Urbanization, globalization and road safety: a potential dialogue in search of equity?

DEBATEDORES DISCUSSANTS

Urbanização, globalização e segurança viária: um diálogo possível em busca da equidade?

Urbanization, globalization and road safety: a potential dialogue in search of equity?

Waleska Teixeira CaiaffaI; Amélia Augusta de Lima FricheII

IDepartamento de Medicina Preventiva e Social, Faculdade de Medicina, UFMG. wcaiaffa@medicina.ufmg.br

IIDepartamento de Fonoaudiologia, Faculdade de Medicina, UFMG

São Paulo, noite chuvosa de domingo, meados de julho. SNF, divorciado, voltava da festa de aniversário da filha de 5 anos, Maya. De motocicleta, seu meio de transporte e instrumento de trabalho, e que acabara de adquirir, aproveitando a facilidade de linha de crédito vigente para o financiamento. Afinal, gastava quase 4 horas durante a semana para ir e vir do trabalho e nos finais de semana em que ia visitar a filha, que residia com a mãe do outro lado da cidade. Beijou sua filha na despedida e prometeu ligar quando chegasse em casa. Não ligou. No meio do caminho, foi atropelado por um carro que havia cruzado o sinal vermelho. SNF foi arremessado a 7 metros de distância, "e flutuou no ar como se fosse um pássaro, e se acabou no chão feito um pacote flácido"*, no outro lado da pista. Aos 29 anos, vítima de traumatismo craniano e hemorragia interna, "morreu na contramão atrapalhando o tráfego"*. [Adaptado da reportagem da Revista Veja, 9 de maio de 20121, os nomes são fictícios; *Chico Buarque, Construção]
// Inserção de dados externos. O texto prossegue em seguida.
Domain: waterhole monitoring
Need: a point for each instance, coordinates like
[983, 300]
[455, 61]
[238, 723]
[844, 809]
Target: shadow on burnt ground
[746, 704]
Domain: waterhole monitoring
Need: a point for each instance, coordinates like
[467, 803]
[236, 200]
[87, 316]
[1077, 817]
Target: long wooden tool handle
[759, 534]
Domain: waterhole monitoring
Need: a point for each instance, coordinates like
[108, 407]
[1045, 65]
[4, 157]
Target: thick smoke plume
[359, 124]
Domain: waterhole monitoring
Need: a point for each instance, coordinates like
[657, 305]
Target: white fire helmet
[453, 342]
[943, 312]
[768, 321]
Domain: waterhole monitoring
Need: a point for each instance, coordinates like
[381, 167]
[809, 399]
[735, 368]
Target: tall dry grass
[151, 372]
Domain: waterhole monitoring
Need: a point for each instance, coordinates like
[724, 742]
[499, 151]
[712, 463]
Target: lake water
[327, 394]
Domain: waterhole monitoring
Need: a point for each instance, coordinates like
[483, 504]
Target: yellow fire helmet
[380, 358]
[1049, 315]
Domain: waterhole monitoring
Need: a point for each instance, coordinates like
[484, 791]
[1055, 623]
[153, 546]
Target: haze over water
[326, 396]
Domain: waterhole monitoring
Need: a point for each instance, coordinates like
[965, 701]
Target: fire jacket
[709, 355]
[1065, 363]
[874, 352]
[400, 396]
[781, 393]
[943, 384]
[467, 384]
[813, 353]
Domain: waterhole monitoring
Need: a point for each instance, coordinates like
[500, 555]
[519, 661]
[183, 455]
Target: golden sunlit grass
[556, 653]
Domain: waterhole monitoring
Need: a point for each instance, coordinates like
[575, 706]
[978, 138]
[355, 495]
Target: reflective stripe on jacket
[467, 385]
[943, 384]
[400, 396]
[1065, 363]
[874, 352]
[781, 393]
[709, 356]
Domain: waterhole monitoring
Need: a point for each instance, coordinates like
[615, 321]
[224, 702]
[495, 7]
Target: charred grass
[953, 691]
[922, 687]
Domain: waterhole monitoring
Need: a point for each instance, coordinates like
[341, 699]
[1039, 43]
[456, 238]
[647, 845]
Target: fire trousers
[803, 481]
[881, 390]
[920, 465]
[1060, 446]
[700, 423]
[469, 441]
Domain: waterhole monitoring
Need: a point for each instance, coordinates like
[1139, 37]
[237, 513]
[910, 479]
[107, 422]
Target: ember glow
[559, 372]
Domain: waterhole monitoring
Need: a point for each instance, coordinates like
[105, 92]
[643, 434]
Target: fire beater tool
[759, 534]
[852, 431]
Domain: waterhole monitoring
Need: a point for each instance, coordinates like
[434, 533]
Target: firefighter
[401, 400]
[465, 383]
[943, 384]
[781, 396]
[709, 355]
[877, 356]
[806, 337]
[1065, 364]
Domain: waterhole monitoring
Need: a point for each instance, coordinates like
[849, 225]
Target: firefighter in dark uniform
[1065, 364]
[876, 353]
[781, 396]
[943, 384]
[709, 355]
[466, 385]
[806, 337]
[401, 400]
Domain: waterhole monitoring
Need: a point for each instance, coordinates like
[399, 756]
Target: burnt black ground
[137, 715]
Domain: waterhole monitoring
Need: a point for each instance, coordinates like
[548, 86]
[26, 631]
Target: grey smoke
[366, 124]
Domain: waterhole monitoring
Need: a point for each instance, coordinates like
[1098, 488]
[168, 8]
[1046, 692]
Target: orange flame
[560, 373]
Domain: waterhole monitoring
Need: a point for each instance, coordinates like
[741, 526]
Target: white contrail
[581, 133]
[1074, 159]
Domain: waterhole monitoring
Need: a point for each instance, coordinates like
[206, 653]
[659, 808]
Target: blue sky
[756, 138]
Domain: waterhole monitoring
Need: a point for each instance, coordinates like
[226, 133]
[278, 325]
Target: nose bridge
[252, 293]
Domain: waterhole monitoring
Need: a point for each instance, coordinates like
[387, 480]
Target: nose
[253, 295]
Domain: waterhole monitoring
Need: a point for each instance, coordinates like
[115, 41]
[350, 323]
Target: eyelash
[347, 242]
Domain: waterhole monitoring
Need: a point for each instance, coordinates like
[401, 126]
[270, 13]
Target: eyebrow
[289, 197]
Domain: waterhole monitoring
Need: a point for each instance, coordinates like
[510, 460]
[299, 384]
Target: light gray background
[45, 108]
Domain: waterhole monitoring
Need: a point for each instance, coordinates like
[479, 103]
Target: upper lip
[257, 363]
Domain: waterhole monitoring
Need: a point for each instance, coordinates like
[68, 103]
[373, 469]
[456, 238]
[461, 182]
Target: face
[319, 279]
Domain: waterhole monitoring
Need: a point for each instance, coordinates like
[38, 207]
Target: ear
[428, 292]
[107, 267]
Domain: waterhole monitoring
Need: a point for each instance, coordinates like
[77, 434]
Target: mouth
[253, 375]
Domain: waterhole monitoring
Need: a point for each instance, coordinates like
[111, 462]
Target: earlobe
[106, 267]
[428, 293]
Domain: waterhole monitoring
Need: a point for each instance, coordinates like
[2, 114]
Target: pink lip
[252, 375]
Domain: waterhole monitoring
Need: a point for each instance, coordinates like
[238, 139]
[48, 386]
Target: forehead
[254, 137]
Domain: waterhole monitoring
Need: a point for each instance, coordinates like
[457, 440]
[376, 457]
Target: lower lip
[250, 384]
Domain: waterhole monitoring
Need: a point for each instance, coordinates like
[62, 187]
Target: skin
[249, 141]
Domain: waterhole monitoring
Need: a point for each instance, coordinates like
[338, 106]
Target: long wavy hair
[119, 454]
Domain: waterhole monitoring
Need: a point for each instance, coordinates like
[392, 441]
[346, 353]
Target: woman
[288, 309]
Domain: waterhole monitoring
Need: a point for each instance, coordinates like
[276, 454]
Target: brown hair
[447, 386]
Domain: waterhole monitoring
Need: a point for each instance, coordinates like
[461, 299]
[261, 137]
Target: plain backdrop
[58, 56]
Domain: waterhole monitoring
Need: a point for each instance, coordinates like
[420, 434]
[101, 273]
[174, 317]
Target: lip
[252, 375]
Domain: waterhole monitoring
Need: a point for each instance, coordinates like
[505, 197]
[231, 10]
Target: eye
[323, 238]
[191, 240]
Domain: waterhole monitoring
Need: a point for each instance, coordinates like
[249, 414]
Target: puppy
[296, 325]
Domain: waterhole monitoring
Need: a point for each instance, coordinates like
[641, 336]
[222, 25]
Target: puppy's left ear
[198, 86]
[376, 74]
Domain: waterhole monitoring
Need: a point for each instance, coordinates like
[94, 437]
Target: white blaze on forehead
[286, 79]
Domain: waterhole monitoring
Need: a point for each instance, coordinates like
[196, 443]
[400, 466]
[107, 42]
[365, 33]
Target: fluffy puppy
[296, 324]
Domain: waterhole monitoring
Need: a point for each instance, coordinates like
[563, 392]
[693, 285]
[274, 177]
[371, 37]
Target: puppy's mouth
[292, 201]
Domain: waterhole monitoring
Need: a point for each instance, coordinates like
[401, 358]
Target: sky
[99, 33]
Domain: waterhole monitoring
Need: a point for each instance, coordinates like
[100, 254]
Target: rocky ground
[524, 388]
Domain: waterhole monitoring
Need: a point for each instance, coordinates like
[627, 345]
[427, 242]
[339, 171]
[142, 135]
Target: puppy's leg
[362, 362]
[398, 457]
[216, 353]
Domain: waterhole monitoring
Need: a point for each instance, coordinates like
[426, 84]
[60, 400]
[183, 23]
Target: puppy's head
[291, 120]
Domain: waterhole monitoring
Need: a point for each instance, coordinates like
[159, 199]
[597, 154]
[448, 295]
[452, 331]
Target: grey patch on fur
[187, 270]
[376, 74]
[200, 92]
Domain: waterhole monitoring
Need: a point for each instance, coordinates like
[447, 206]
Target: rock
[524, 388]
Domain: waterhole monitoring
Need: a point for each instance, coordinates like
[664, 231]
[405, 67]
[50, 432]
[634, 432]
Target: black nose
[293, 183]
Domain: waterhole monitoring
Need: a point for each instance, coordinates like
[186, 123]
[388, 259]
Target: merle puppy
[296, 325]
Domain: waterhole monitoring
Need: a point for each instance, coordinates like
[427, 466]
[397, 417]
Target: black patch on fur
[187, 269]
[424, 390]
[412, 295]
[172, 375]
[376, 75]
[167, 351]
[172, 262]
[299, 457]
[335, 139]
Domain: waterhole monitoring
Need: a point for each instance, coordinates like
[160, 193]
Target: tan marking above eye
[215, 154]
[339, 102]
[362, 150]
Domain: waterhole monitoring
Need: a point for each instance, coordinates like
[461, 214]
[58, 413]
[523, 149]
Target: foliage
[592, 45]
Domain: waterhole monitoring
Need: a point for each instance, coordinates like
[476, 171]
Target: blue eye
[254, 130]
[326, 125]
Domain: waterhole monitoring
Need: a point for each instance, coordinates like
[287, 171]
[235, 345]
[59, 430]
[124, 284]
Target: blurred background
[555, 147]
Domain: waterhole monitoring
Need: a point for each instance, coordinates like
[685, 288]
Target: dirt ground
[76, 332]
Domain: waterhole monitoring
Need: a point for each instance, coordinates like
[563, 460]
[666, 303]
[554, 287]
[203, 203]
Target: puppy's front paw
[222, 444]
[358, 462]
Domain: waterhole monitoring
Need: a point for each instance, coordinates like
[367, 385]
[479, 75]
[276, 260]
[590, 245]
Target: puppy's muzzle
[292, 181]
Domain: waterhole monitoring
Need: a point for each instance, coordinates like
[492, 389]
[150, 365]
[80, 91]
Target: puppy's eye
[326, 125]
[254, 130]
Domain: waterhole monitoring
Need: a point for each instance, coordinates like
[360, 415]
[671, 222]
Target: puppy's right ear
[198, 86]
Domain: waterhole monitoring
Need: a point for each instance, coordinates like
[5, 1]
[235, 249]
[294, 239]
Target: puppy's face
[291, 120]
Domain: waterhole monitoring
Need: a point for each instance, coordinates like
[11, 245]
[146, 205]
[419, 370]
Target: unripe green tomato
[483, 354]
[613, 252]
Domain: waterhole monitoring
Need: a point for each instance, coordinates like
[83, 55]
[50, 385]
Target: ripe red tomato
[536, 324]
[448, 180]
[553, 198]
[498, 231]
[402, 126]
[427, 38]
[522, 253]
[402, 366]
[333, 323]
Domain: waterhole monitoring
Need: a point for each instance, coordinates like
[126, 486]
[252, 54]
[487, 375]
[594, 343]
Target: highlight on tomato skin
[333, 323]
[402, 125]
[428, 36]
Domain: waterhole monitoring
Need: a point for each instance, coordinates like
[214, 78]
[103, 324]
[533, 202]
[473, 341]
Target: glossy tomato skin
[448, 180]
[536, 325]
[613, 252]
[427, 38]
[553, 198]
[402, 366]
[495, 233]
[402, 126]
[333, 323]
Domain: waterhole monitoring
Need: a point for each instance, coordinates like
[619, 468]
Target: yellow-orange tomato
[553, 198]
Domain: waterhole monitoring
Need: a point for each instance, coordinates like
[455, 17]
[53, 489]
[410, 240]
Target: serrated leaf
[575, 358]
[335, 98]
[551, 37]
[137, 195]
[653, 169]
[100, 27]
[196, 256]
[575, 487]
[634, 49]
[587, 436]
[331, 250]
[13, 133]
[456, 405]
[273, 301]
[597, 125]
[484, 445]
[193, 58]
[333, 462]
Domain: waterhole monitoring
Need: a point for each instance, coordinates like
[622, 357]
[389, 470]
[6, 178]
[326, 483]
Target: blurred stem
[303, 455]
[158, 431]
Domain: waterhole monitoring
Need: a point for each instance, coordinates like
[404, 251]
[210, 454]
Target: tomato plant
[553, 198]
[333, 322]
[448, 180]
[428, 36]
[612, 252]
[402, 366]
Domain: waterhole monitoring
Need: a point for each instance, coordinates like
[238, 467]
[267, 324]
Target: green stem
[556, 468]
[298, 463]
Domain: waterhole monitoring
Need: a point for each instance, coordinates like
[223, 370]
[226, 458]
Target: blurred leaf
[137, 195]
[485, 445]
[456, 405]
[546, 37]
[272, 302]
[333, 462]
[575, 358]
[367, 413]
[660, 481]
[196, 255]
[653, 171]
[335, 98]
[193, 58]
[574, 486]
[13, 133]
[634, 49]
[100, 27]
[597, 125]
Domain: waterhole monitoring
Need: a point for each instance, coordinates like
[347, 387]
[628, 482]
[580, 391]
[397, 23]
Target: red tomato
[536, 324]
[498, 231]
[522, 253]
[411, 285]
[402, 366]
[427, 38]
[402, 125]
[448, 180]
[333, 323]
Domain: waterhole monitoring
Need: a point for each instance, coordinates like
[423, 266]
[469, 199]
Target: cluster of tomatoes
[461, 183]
Viver nas cidades tem representado um desafio para a sociedade contemporânea, e a segurança viária é uma das suas principais preocupações. As cidades, fontes de criatividade e tecnologia, funcionam como os motores do crescimento econômico originando um novo fenótipo urbano, evocado por McMichel2 em sua célebre frase livremente traduzida, como "o modo de viver urbano é a pedra angular da moderna ecologia humana".

Este modo de viver urbano gera pressões ecológicas e sociais criando grandes mudanças demográficas, psicossociais, materiais e nos padrões de consumos. A maioria das cidades estão pouco preparadas para avaliar como os fatores de risco ou de proteção da saúde interagem em diferentes grupos populacionais afetando a mobilidade urbana, as incapacidades funcionais e os padrões de mortalidade.

As mudanças demográficas ocorridas nos últimos séculos resultam de um fenômeno que data do século dezenove. Em 1800, apenas duas cidades - Londres e Pequim - tinham mais de um milhão de habitantes; cem anos depois, existiam dez com esse porte. Até 1950 esse número triplicou e não parou de aumentar. Atualmente existem cerca de 400 cidades com mais de 1 milhão de habitantes3,4, entretanto, mais de 50% das pessoas vivem em cidades com 500 mil a 1 milhão de habitantes. No Brasil, a proporção da população urbana passou de 31,3% em 19405 para 84% em 20106.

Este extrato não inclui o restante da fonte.